Une comédie satirique Netflix librement adaptée à la sauce anglo-américaine à partir du film français Je ne suis pas un homme facile, pour un résultat... vieillot, à mi-chemin entre une comédie de Ricky Gervais (sans le mordant), un sketch fatigué du SNL et un Ce que veulent les femmes.

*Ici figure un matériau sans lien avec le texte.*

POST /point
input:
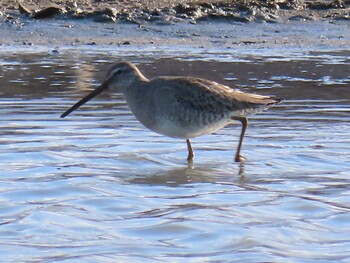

En effet, on comprend très vite (le quart d'heure de mise en place, très caricatural, semble en durer le double, et le film ne fait que 80 minutes environ !) que l'écriture ne va pas être à la hauteur, avec un script qui s'avère laborieux au possible : l'idée de base, à peine digne d'un sketch, est déclinée mécaniquement de la manière la plus basique et simpliste possible (le summum de l'humour, dans ce film, c'est "fatherfucker" au lieu de "motherfucker", et "a-women" au lieu de "amen" dans une prière), le plus gros du budget semble passé dans la bande originale, et le tout tombe à plat dans sa dernière ligne droite, quand la romance s'invite, et que Sachs a droit à son réveil à la Scrooge cousu de fil blanc.
Après, les acteurs semblent s'amuser, mais bon... ça ne suffit pas à sauver cette comédie générique et sans inspiration.